The European Commission and others have produced many policy guidelines to improve our competitiveness. The Commission has highlighted the need to reverse the declining role of industry in Europe; if its contribution can be returned to the level of 20% of GDP by 2020, an estimated 400,000 new jobs could be created every year. But the EU Commission doesn’t have the tools it needs, and those it does have tended, in the view of many industrialists, to be used controversially. A vital element for renewal is research and innovation, yet less than 10% of the EU budget – €70bn out of around €1 trillion – is targeted for this. EU regulations also hinder rather than enhance industrial growth, notably in areas like finance, energy and environmental policy. Among Europe’s missed opportunities there is the poor execution of the EU’s Digital Agenda and the lack of a genuine single market in many industrial sectors in Europe.

Besides tackling competitiveness, much greater emphasis has to be put on the renewal of manufacturing industries. Germany is securing the future of manufacturing with its ‘Industrie 4.0’ public-private initiative for transforming its engineering strengths into so-called cyber-physical-systems that can enhance production processes. U.S. measures to combat de-industrialisation include its ‘Advanced Manufacturing Partnerships’. And China plans to invest €1.2 trillion between 2011 and 2015 in the development of strategic emerging industries. Greater political will and the investment of hard cash is clearly needed in EU member states to match worldwide competition.

Europe must invest more quickly in advanced and ICT-driven industrial production if it is to match competition from China and the U.S. We need cleaner and leaner production processes and logistics

Regaining economic growth in Europe means improving the cost-competitiveness of our companies, renewing the industrial base and increasing manufacturing’s share of total output. Our target should be to ensure that by 2020 Europe is the most attractive region in the world for business and investment. The re-industrialisation effort needed should therefore address the following issues:

  • Cutting the regulatory burden on industrial production. Industry and policymakers need to agree on pro-growth and pro-industry regulations that allow the market-led development of new technologies. No increases in energy costs, or moves that isolate Europe from the global energy system, should be made within the EU.
  • Developing successful new products and services. Public investment in R&D, both nationally and at EU level, needs to be directed towards areas with the highest economic risks and the greatest potential for creating new jobs. That means ensuring the EU’s Horizon 2020 innovation programme, together with related public-private partnerships, is used to the fullest.
  • Creating smarter and greener solutions to manufacturing and distribution problems.
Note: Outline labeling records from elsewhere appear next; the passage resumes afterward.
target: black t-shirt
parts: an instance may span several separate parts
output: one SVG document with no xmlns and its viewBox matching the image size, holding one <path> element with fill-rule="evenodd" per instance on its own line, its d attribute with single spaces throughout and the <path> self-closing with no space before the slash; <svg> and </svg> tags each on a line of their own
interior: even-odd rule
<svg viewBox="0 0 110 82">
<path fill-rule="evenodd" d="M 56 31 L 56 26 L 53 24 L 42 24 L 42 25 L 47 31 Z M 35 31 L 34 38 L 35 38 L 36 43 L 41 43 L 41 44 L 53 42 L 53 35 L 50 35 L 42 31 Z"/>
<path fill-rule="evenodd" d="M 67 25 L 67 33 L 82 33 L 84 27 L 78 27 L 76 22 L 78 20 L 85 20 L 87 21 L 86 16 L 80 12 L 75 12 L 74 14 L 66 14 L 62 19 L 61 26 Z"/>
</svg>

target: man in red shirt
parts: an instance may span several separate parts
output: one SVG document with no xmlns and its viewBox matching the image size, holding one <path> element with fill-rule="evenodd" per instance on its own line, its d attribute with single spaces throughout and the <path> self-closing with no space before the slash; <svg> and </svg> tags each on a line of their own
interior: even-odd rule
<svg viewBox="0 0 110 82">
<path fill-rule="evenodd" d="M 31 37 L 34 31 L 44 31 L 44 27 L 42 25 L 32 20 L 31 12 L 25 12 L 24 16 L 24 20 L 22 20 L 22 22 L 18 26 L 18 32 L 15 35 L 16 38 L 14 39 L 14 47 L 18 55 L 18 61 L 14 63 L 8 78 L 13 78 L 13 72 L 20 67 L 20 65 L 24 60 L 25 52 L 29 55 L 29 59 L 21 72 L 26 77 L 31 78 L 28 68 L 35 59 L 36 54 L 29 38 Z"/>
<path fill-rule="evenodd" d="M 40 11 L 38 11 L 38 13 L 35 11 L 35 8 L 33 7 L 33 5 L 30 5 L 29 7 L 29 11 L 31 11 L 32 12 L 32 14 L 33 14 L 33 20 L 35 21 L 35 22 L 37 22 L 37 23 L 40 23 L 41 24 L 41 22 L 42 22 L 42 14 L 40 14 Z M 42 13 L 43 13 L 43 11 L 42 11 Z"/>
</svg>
Europe must invest more quickly in advanced and ICT-driven industrial production if it is to match competition from China and the U.S. We need cleaner and leaner production processes and logistics.
  • Attracting more investment to Europe. Europe needs to implement a free trade agenda that is more ambitious than ever, and at the same time promote foreign direct investment strategies that will attract new production and R&D operations to Europe. The financing of this new inward investment should be enhanced by Europe’s own financial market and by more versatile corporate financing.

The re-industrialisation of Europe will not be achieved through old-style industrial policies which tried to create state-led industries through the use of subsidies. Nor will it be assisted by protectionism of any kind, whether on a regional, national or EU level. Fundamental change must be embraced and not hindered, and that’s where the right kind of industrial policies have an important role to play.